Алекс Кассельн сидел напротив стола командующего, сложив руки на коленях, как послушный школьник, но упрямо наклонив голову. Было понятно, что без ответа он отсюда не уйдет.
— Предложение о перемирии от Лоэнграмма пришло 10 дней назад, и у нас еще нет никакого официального ответа. Мне надо знать, к чему готовиться. Новый бой и длительная осада — немного разные вещи в плане обеспечения, сам понимаешь. И люди нервничают.

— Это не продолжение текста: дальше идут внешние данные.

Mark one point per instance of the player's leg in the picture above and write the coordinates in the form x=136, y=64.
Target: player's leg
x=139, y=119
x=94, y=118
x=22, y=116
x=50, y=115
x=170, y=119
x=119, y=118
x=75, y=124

Космос, даже я нервничаю.
Ян со вздохом залез под стол, зазвенел там чем-то и вынырнул с ополовиненной бутылкой в руках.
— С такими стратегическими запасами длительную осаду мы точно не выдержим. Люди раньше взбунтуются, сразу во главе с командующим, — пробурчал Ян, с неудовольствием глядя на количество бренди в бутылке.
— Откуда запасы, если столько пить?
Ян порылся на заваленном бумагами столе и вытащил откуда-то грязный стакан. Алекс поморщился, глядя, как адмирал тщательно отмеряет объем жидкости, казалось, полностью увлеченный процессом. А затем почувствовал, как по хребту пробежал неприятный холодок. Ян держал паузу. Значит, дело серьезное. Он знал Вэньли слишком хорошо и слишком долго. А еще как один из высших офицеров командного состава крепости знал, насколько на самом деле плохо их положение.
— Официально о перемирии и начале переговоров сообщим завтра. Еще некоторое время будем формировать делегацию, утрясать общую стратегию с эль-фасильцами. Вечно со временем беда, — последнее Ян проговорил как бы про себя.
— Переговоры? По официальным каналам связи ничего не проходило.
— Эээээ, кстати об этом. Я пообщался с кайзером по даль-связи. Это был… неофициальный разговор.
Ян снова замолчал, неловко крутя в руке бутылку.
— Мы коротко обсудили условия мирного урегулирования. По большей части.
— По большей части?
— В конце беседы кайзер Лоэнграмм донес, чего он лично ожидает от меня в ходе этих переговоров. Со всеми… физиологическими подробностями.
— Уже седьмой день, а ты так и не соблаговолил ответить на мое предложение о переговорах?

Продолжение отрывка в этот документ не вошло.